Person dan Individu dalam Pandangan Filsuf Klasik

Dalam pandangan Thomas Aquinas, dimensi metafisik manusia adalah sebagai individu dan sebagai personal, dijabarkan dalam gagasannya tentang individualitas dan personalitas. Individualitas berakar pada materi, yaitu dalam komposisi biokimia badan atau tubuh. Konsep materi di sini bukan dalam arti umum, melainkan dalam arti materi pada manusia ini ditandai dengan aspek kuantitas, atau materi potensial yang nyata yaitu unsur-unsur kebadanan. Oleh karenanya, manusia tidak dapat merubah individualitasnya; ia hanya menuju dimensi kodrat rasionalnya. Sedangkan personalitas manusia berakar pada “jiwa”, yaitu pemahaman. Pada personalitas ini manusia mengalami kebebasan, ia menjadi “tuan” atas tujuan hidupnya sendiri, serta pembangun ciri karakteristik pribadinya. Menurutnya, personalitas merupakan kemampuan untuk memahami dan mencintai apa yang baik. Melalui pemahaman tentang konsep “personal”, materialitas manusia “diangkat” ke taraf yang lebih tinggi. Individualitas dan personalitas adalah dua dimensi manusia yang dipergunakan Thomas untuk mempertahankan harkat dan martabatnya.
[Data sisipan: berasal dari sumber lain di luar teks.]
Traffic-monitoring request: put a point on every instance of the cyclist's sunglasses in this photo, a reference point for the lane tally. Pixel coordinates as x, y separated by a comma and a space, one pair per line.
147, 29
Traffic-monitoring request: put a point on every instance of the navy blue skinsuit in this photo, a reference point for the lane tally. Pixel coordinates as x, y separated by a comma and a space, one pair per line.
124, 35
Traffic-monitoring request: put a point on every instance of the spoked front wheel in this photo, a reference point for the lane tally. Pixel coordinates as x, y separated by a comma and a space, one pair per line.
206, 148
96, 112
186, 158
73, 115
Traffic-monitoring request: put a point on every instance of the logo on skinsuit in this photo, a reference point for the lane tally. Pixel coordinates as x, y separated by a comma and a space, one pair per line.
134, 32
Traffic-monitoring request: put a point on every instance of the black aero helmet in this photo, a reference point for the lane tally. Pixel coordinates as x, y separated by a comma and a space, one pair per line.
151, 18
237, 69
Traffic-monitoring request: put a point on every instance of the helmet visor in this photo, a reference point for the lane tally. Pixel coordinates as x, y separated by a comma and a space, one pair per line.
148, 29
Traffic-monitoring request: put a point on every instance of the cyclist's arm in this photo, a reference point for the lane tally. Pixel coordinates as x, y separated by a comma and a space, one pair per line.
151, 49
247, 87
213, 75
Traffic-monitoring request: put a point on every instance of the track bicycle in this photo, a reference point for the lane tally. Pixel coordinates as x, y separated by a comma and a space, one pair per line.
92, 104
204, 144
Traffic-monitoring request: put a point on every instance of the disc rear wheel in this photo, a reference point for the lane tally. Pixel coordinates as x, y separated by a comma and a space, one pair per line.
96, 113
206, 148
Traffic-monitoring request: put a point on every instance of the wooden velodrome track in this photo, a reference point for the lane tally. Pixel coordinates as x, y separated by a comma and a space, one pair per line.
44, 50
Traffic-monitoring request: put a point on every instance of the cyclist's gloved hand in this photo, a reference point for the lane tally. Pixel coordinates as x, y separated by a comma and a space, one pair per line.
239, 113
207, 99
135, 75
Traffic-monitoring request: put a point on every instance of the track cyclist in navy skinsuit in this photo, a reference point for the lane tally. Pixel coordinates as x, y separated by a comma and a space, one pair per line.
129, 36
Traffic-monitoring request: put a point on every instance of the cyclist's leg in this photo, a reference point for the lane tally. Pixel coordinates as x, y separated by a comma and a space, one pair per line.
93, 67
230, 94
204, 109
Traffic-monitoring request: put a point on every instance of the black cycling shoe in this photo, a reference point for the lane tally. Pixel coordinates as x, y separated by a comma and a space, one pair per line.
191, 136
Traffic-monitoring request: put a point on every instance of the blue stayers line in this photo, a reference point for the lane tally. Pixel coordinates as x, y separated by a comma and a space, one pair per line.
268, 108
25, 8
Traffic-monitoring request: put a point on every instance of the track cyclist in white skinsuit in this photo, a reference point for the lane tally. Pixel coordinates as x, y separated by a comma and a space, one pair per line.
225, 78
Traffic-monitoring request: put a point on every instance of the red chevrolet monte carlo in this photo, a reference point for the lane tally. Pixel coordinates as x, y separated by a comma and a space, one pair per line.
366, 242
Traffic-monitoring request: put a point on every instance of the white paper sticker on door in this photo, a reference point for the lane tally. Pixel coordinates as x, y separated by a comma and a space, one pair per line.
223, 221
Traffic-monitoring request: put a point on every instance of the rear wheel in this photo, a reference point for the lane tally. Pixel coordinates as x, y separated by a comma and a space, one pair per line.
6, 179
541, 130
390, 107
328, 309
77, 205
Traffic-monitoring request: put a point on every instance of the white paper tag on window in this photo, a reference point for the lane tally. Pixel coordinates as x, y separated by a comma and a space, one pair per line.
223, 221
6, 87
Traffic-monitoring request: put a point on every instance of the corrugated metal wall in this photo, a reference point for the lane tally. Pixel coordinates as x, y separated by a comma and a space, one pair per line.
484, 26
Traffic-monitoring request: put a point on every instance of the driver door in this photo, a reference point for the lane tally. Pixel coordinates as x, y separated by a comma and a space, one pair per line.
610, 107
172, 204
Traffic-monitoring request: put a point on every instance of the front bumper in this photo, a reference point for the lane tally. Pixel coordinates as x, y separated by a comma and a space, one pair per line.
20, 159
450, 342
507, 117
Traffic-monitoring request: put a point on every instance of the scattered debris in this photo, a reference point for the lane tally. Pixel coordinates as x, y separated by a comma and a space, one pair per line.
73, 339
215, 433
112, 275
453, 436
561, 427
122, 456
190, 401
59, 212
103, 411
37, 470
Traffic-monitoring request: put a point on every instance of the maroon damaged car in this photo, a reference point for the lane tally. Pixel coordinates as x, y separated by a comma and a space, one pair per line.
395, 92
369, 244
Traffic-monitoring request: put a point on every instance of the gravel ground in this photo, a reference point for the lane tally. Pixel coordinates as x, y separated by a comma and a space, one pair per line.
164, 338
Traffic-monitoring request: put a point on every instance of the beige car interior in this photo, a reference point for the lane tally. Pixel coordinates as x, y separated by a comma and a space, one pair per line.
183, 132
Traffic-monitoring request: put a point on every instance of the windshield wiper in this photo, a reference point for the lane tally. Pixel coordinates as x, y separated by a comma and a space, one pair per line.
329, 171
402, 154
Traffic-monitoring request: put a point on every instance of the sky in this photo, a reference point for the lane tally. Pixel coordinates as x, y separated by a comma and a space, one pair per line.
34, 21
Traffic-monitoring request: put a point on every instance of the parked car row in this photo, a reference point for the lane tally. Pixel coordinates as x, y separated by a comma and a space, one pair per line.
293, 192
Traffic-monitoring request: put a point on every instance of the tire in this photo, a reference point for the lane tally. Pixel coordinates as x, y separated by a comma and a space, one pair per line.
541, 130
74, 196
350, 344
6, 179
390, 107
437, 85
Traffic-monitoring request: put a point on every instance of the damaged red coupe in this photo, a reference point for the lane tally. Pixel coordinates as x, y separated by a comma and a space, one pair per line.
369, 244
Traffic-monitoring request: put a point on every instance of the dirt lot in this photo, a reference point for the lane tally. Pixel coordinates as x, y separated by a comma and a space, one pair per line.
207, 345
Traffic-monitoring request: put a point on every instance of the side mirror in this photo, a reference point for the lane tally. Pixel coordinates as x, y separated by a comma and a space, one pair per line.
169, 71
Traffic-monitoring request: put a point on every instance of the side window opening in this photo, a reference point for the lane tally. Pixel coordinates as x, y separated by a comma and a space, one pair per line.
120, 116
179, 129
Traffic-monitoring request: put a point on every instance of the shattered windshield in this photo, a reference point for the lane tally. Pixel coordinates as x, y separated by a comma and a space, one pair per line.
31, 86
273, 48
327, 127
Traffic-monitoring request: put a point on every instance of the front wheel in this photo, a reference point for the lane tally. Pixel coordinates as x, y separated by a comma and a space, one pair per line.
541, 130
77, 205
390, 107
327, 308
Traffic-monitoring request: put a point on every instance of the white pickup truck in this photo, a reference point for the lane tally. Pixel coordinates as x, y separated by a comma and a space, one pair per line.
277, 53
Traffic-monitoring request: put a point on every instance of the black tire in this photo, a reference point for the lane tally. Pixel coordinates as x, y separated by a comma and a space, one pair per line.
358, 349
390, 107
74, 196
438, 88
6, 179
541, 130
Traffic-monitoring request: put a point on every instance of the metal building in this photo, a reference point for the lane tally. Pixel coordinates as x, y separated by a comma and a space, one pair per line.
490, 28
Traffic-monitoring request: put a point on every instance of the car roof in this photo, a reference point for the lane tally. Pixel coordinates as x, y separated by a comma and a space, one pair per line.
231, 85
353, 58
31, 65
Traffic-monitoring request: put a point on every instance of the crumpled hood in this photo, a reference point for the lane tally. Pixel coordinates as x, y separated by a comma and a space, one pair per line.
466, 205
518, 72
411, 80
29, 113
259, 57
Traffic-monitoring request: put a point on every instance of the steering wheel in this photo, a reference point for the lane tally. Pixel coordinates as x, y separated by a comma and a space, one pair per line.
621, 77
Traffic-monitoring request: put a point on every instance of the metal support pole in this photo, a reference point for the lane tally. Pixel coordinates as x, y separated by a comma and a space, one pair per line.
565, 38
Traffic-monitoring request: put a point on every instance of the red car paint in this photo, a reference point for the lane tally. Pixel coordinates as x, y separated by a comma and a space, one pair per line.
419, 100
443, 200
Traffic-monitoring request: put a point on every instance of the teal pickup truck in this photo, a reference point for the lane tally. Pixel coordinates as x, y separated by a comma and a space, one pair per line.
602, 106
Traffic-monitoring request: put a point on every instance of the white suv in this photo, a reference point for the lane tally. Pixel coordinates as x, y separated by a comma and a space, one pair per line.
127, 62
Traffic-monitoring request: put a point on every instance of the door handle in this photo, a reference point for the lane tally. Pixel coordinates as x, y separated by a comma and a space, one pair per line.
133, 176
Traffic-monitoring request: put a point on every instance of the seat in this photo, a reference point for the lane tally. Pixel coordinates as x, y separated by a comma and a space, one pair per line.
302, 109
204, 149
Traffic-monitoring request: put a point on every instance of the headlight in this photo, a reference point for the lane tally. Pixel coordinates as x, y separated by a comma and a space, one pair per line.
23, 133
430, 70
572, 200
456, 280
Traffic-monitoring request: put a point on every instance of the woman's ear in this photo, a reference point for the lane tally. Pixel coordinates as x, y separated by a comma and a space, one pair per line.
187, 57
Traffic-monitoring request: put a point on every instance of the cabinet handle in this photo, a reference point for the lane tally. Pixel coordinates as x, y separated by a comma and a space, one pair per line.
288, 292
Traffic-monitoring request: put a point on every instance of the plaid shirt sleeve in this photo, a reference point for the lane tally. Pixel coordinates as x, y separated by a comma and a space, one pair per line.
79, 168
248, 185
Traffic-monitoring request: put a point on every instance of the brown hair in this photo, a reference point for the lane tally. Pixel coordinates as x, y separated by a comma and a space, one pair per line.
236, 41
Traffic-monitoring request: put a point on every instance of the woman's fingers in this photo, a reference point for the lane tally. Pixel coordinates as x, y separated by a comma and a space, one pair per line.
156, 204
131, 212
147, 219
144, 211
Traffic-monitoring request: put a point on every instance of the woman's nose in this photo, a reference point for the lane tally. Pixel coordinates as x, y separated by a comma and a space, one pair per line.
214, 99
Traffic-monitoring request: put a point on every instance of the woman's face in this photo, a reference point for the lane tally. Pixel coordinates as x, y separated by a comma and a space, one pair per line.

Person dan Individu dalam Pandangan modern; Eksistensialis

Sentral eksistensialisme adalah berkisar seputar manusia. Pemahaman secara menyeluruh atas manusia adalah satu-satunya yang dapat menghantarkan pada kesadaran manusia akan hakikat dan makna keberadaannya. Hanya manusia yang mampu memahami dirinya (bereksistensi) dan faktanya manusia hidup dalam pemahaman atas dirinya sendiri. Kehidupan manusia dalam lingkungan bersama-yang-lain di dunia berputar pada pilihan untuk otentik atau tidak otentik. Otentik dalam arti bahwa manusia berhadap-hadapan dengan dirinya sendiri menghayati hidupnya dan dirinya sebagai manusia, sedang tidak otentik ketika manusia itu larut dalam kehidupannya dalam cara-cara keterlibatannya dengan dunia. Jika otentik merupakan kekhasan manusia sebagai ‘Person’ maka kondisi ketidak otentikannya adalah keunikannya yang lain sebagai ‘Individu’ yang membentuk kepribadian dan kebudayaan bersama.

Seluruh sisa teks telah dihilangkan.